Riding with Waymo
Waymo is the latest company to get approval to operate passenger-carrying AV’s in California. Earlier this month, the California Public Utilities Commission granted Waymo a permit to test driverless AV passenger service so long as a driver is still present in the car. Zoox, Pony.ai, and AutoX have also received similar passenger-carrying permits as part of the CPUC pilot program.
This permit differs from what’s been distributed to over 60 companies by the California Department of Motor Vehicles. The DMV permits allow companies to test AV’s in the state as part of California’s Autonomous Vehicle Passenger Service pilot. This competitive list of permit holders are allowed to have their AV’s on the road so long as a driver is present in the vehicle. However, unlike Waymo and the rest of the CPUC permit holders, the DMV permit holders are restricted from carrying passengers.
Off-Road News
At an event last week, CTO Dmitri Dolgoc announced that in addition to the 10 million miles Waymo cars have clocked on the road, their fleet has driven over 10 billion miles in simulation.

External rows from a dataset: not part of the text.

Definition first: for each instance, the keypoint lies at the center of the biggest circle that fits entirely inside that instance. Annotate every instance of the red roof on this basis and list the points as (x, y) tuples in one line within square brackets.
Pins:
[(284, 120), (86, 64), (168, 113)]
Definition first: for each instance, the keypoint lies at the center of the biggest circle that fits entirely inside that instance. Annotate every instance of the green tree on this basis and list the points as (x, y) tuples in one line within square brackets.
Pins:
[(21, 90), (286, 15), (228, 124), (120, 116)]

This is important because the functionality of Waymo’s real world AV’s are in a constantly developing feedback loop with Waymo’s simulation vehicles. Waymo’s simulation program, Carcraft, runs 25,000 self-driving cars around the clock, advancing the complexity of the simulation with every interaction and distance traveled. Because real world Waymo cars capture 3D views of their surroundings on the road, Carcraft developers can use this visual data to recreate these environments in the digital simulation model. This way, if a Waymo vehicle runs into an issue on the street, this scenario can then be digitally modeled and tested thousands of times so the vehicle can learn from its mistakes. Simulation insight is then disseminated to the entire digital fleet and downloaded to the real world cars, strengthening the collective knowledge and complexity of Waymo’s AVs.